How do we fix it? By targeting the problem groups and figuring out why they’re killing themselves. And no, this doesn’t mean nebulously blaming ‘the patriarchy’ and blaming all males for male suicide, because despite the shouting about the evils of the patriarchy, people are still killing themselves. Instead, we need to target the major groups for suicide: that being middle aged males, elderly males, and young females. These groups are most likely to kill themselves. Beyond that, suicide needs to investigate males in general; we’re killing ourselves at a far high rate than females, and this is one instance where there needs to be a gender focus in general. Until we start recognising this epidemic in the male population, things are only going to get worse. It’s easy in the current sociopolitical climate to make young females killing themselves sympathetic – it’s much, much harder to do the same for a 45 year old male.
From the front lines…
As a paramedic, I’ve walked into plenty of attempted suicides. The vast majority were never going to actually successfully die; when I think back on the ones I’ve attended, the most common method was taking prescription medications (usually diazepam) at sub-toxic doses, and then immediately calling for an ambulance. I’ve been to quite a few successful suicides – all but one were men, and all but one was a hanging. The remainder was a male who overdosed – but he overdosed on an obscene amount of medications (polypharmacy overdose), mostly cardiac, at insane doses. All of them had a common theme – they either didn’t tell anybody, or they only told someone who was too far away to actually do anything and who didn’t believe them. Most weren’t found until a day or so later. All were well and truly beyond resuscitation.

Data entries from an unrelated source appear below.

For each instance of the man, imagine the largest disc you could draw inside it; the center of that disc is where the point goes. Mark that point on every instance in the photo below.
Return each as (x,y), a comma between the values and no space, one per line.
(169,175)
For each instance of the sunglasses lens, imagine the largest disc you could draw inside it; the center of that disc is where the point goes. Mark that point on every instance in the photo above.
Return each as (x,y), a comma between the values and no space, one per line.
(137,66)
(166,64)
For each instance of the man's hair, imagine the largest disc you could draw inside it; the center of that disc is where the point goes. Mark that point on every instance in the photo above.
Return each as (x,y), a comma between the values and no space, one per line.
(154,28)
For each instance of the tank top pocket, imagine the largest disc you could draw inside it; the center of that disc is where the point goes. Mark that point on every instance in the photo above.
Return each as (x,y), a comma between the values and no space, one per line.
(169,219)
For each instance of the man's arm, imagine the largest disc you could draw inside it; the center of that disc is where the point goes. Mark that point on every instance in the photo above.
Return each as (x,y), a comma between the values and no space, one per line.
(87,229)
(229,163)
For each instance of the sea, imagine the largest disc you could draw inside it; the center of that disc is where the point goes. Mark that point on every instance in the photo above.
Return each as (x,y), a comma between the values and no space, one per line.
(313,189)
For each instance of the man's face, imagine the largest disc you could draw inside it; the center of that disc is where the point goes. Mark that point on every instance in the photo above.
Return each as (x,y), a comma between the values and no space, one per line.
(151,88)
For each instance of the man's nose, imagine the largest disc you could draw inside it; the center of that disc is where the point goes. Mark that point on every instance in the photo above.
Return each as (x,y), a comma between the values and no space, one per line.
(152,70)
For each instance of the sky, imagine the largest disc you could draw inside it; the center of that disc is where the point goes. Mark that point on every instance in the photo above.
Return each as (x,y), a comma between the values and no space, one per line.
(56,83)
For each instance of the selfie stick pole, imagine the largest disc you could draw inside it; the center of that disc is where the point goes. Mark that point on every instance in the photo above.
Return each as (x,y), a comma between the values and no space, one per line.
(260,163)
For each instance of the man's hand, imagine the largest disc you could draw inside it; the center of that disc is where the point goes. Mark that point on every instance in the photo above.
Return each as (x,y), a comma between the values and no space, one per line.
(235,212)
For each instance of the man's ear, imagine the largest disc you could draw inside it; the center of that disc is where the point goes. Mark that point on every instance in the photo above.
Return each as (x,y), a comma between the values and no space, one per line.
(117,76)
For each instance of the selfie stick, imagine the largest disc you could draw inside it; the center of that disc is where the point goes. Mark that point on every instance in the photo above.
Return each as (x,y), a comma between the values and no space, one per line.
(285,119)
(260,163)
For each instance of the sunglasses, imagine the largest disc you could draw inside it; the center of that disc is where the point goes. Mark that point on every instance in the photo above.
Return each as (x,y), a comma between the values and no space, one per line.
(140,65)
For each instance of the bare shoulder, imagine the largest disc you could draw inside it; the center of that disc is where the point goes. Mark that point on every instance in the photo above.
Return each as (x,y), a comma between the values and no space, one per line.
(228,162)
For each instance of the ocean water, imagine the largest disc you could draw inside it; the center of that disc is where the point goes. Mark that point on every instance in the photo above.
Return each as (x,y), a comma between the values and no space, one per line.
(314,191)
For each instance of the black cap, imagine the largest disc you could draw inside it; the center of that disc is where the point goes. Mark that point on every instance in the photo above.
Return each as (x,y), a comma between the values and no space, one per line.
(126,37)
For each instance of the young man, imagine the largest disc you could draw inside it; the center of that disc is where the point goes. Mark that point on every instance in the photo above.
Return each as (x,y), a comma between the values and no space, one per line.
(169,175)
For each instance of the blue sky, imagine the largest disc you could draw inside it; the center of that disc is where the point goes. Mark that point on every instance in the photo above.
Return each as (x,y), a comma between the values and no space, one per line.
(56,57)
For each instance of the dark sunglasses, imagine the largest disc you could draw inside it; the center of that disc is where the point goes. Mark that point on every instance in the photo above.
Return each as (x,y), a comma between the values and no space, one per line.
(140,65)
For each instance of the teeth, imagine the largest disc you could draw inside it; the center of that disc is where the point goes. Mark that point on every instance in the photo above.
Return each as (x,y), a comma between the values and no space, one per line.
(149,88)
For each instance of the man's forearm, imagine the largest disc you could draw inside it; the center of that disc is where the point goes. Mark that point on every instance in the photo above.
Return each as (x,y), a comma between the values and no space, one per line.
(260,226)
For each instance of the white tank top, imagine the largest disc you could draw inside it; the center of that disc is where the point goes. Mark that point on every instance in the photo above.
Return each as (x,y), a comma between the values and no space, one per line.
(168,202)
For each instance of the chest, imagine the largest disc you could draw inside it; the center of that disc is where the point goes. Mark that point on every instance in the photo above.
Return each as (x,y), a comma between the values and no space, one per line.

Suicide is also a topic that weighs heavily on the minds of anyone in emergency medical services – our suicide rate is higher than the general population. The next suicide we go to might very well be one of our own.
While people seek to fight over genders and trying to focus the lens of healthcare policy on their specific demographic, people will keep dying, and we’ll keep picking up the pieces afterwards. The statics don’t tell us why people chose to kill themsleves. Only who is killing themselves, and how they did it. The ‘why’ is the eternal question, and until we start making progress on identifying it, males and young females will keep dying in increasing numbers.